The bank highlights that a typical property costs £285,476 – up from January’s average price of £282,360.
However, the rate of annual price growth has slowed in all regions with an annual rise of 2.1%.
Kim Kinnaird, the director of Halifax Mortgages, said that overall prices are flat compared to three months ago and added: “Recent reductions in mortgage rates, improving consumer confidence, and a continuing resilience in the labour market are arguably helping to stabilise prices following the falls seen in November and December.
“Still, with the cost of a home down on a quarterly basis, the underlying activity continues to indicate a general downward trend.
“In cash terms, house prices are down around £8,500 (-2.9%) on the August 2022 peak but remain almost £9,000 above the average prices seen at the start of 2022 and are still above pre-pandemic levels, meaning most sellers will retain price gains made during the pandemic.
“With average house prices remaining high, housing affordability will continue to feel challenging for many buyers.”
Sarah Coles, the head of personal finance at Hargreaves Lansdown, said: “Average house prices ticked up gently in February, keeping annual rises around 2%, and raising hopes we could be heading for a soft landing.

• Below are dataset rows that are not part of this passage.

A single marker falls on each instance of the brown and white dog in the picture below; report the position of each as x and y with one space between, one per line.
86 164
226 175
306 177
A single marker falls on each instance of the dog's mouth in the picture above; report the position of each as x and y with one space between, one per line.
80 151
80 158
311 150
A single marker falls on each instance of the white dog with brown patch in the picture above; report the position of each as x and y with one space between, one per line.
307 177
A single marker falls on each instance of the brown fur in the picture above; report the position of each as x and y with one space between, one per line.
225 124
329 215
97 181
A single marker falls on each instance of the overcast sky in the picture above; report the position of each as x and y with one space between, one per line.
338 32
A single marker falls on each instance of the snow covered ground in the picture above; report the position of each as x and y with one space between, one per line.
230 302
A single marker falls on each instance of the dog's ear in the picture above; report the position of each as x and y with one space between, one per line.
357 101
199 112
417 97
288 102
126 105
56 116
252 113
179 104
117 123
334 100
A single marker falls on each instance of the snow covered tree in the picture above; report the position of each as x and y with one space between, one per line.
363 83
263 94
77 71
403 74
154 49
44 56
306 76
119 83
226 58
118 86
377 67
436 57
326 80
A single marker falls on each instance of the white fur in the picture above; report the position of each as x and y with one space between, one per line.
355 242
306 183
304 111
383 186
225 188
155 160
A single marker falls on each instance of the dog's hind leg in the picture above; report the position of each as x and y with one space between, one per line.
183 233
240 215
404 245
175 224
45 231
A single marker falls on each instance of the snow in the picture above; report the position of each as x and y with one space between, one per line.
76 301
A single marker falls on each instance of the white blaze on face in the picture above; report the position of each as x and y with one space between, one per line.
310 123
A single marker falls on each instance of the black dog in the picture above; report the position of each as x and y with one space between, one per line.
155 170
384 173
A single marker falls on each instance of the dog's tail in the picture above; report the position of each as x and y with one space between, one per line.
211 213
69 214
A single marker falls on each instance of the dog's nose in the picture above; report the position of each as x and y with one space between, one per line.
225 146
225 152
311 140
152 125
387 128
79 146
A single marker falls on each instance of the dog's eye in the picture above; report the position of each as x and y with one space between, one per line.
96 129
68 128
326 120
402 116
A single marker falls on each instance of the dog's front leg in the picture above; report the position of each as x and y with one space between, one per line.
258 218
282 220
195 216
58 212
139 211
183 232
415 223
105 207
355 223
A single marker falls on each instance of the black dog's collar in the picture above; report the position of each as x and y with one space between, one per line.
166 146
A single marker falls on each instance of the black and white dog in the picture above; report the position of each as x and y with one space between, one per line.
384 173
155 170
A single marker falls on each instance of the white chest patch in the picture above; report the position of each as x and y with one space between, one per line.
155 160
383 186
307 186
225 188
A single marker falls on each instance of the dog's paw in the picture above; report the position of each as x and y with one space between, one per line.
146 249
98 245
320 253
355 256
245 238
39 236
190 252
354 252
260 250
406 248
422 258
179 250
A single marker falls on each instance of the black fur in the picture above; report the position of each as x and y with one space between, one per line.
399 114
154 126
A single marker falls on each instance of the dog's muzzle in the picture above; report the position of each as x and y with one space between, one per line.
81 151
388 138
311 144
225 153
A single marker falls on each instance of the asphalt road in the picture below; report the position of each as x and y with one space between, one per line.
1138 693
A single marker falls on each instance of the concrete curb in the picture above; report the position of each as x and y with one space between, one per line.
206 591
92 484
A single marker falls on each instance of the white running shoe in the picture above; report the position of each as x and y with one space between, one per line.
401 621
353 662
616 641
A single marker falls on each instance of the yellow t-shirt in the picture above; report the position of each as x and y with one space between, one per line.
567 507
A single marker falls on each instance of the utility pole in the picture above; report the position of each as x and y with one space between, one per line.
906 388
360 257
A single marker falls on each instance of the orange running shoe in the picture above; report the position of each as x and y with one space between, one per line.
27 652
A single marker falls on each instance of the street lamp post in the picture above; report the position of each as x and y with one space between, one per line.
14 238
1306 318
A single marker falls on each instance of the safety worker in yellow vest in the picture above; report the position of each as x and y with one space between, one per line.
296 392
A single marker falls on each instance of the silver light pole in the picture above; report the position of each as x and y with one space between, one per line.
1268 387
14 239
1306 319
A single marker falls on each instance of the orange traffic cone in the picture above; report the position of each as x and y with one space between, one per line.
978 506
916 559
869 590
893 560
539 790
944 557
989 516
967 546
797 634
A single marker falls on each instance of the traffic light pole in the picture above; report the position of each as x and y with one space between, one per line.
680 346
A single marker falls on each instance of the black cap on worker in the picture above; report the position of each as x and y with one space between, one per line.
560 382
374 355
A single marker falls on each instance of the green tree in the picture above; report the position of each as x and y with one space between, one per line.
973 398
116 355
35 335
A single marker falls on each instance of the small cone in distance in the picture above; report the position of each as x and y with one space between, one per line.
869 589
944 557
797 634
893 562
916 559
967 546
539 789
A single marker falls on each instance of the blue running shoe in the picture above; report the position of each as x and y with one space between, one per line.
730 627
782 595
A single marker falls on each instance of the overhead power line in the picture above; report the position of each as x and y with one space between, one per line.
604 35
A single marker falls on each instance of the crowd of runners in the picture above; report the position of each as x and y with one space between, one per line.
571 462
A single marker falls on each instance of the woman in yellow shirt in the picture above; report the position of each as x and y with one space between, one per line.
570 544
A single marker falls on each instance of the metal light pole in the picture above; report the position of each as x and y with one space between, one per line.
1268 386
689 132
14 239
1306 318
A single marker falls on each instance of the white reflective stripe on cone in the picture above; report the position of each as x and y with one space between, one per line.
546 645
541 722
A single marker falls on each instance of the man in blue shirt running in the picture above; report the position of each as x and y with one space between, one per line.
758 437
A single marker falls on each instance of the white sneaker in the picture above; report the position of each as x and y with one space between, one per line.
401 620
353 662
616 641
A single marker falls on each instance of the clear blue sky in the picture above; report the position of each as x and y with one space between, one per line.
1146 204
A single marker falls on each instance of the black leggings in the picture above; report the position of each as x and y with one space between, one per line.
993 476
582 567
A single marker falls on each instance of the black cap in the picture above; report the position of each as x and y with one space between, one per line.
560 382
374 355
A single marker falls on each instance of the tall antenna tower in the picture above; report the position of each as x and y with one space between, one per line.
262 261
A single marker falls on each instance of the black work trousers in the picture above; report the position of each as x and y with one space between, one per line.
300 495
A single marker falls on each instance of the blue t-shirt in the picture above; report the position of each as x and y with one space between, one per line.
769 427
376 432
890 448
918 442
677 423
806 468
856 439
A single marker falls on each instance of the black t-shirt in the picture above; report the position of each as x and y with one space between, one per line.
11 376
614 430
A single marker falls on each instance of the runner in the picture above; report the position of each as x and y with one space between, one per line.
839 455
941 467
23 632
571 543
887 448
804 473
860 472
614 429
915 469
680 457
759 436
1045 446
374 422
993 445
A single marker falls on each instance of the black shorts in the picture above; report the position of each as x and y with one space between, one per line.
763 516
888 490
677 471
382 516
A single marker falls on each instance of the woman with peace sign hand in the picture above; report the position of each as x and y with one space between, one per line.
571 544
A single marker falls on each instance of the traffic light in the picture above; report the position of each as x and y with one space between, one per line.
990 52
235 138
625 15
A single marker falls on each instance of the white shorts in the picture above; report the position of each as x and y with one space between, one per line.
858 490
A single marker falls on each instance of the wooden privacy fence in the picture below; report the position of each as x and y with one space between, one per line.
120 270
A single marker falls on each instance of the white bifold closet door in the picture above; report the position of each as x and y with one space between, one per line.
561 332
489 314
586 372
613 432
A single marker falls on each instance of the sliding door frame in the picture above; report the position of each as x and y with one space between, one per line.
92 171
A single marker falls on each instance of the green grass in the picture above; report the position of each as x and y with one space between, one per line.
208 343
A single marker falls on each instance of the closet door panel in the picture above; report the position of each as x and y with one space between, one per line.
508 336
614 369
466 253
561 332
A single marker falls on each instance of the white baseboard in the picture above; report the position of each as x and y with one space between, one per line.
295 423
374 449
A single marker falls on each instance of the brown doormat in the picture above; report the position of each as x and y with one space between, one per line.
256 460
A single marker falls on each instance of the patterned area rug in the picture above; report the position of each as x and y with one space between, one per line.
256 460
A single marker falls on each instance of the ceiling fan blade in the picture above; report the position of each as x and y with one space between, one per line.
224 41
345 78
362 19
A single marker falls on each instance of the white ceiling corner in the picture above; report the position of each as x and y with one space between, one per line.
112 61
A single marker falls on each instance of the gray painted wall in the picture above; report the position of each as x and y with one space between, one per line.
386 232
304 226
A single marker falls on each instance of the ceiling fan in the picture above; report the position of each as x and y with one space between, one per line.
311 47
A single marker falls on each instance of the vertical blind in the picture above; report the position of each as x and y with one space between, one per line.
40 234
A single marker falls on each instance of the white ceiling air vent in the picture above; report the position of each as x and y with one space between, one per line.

“But there’s an awful lot stacked against the market, which could tip it into a more painful decline.”
She added: “Optimism has survived another difficult month. Buyers have seen mortgage rates drop back consistently for the past few months.
“They also have the comfort of relative strength in the employment market, and as a result, consumer confidence has recovered a little.
“So there remains a glimmer of hope that house price falls this year could remain in single digits.”
Iain Crawford, the chief executive of Alliance Fund, said: “House prices appear to have stabilised at a far quicker pace than anticipated, following the string of significant downward monthly corrections caused by the turbulence of last September’s mini-Budget.
“This suggests that the nation’s homebuyers and sellers are coming to terms with the new normal of higher interest rates and are continuing to transact at this new middle ground, having adjusted their position in the market accordingly.
“However, we’re certainly not out of the woods yet and while the current outlook is a more positive one, the wider economic landscape and the current cost of living crisis will continue to have an influence.”
Marc von Grundherr, a director of Benham and Reeves, said: “Although previous reports of housing market health have been less than positive, those of us on the ground are privy to changes in market sentiment far sooner than the reporting of top line statistics allows.
“While current house price performance may remain sluggish when compared to the meteoric rates of the pandemic market boom, there’s been a notable uptick in activity in 2023 and this has reversed the rot seen during the back end of last year.”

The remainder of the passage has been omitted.